The Sphinx, the statue of a lion body with a human face, was really impressive. Even if it didn’t have a nose anymore. Where it disappeared is still a big mystery which nobody hasn’t been able to solve yet. We got back to our guide and obviously the end of our tour was coming closer because he came up again with his stupid “happy you, happy me” slogan. This time he also asked us to give him a baksheesh.
Well, it had to come sooner or later. Whatever we would give, he would be happy about it. After a short discussion we decided to be generous though, Pavel had a 10 USD note and he gave it to the young man. That was 50 pounds, quite a lot as we found.
You can’t imagine his reaction. First his face turned into a grotesque mask of the biggest disappointment ever, then he said something like the owner told us to give him at least 70 pounds…each of us!!!!!!! We got angry, Pavel was in a mood to leave our guide with the camels right there and to walk the rest of the way back on our own. At that point the young man got scared. Who knew what would happen to him if he returned without us. He changed his attitude immediately and was asking, begging us to get on the camels again. Honestly, we started to feel sorry for the guy so we did what he wanted.
He even refused to take the 10 dollars from us again. Back in the tent of the owner we found out why.
He complained by his boss about us but without much success. He was told only to be satisfied with the offered money. His eyes were begging the owner for help, but his boss stayed by his decision. He only asked us for some tip for the little boy as well. Great, our guide wasn’t one that liked to share obviously. We gave the kid a dollar at least. The boss brought us a coke from the fridge and let us alone to cool down. But hey, there was still an open bill. He didn’t give us back the change as he promised when we paid for the tour. I was just too angry to leave it like that. I went out and asked the owner directly about it. He looked surprised and told us that he gave the money (20+20 pounds) to our guide together with our ISIC cards and the tickets.
Damn guide. He just kept the money without saying anything. We didn’t leave until the boss forced him to return us the change. And we didn’t care that the young man looked like we were taking away his parents or something.

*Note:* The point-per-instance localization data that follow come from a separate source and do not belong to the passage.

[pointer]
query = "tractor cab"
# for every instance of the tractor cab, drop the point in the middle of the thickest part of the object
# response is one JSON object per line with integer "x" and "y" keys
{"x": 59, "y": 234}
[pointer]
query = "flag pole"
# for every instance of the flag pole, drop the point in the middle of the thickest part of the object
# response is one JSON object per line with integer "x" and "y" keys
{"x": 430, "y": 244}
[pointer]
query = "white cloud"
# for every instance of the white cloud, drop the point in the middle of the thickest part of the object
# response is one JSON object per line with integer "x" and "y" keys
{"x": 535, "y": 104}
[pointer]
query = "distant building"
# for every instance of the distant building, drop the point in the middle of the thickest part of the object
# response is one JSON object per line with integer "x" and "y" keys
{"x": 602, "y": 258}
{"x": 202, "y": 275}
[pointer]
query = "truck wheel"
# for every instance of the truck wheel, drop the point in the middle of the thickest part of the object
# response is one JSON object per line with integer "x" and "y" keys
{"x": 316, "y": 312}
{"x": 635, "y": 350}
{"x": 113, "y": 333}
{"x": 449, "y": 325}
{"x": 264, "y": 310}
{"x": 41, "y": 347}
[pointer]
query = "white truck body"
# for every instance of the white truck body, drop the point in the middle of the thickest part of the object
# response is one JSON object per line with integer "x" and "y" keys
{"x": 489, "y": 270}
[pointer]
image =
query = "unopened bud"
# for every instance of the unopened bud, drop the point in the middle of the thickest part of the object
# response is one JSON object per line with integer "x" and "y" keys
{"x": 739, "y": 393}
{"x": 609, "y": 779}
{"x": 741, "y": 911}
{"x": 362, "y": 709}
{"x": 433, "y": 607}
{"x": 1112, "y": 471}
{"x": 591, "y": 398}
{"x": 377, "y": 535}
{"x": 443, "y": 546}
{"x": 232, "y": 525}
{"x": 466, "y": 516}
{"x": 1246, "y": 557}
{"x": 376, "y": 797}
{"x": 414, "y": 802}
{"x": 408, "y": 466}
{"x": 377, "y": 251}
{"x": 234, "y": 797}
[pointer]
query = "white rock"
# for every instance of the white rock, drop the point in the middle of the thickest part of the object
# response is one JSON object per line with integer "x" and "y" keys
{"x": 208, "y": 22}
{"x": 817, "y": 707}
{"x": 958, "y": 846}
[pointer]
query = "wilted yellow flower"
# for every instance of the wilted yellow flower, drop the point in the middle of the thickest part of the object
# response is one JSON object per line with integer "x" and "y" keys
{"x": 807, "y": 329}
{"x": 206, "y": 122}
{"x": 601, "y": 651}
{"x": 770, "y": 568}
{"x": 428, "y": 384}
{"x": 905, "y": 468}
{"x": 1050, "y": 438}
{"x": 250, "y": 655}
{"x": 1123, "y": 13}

After this was over we asked how we could get to the nearest bus stop, but the answer was surprising. There were no more busses that day and they would call us a taxi instead. No way. We insisted on going to the bus stop. Suddenly the owner gave up and sent a guy with us to show us the way. The bus needed ages to arrive and we honestly started to worry if the guys might have said the truth, but no. They didn’t. There was our bus and we could get finally back to Cairo.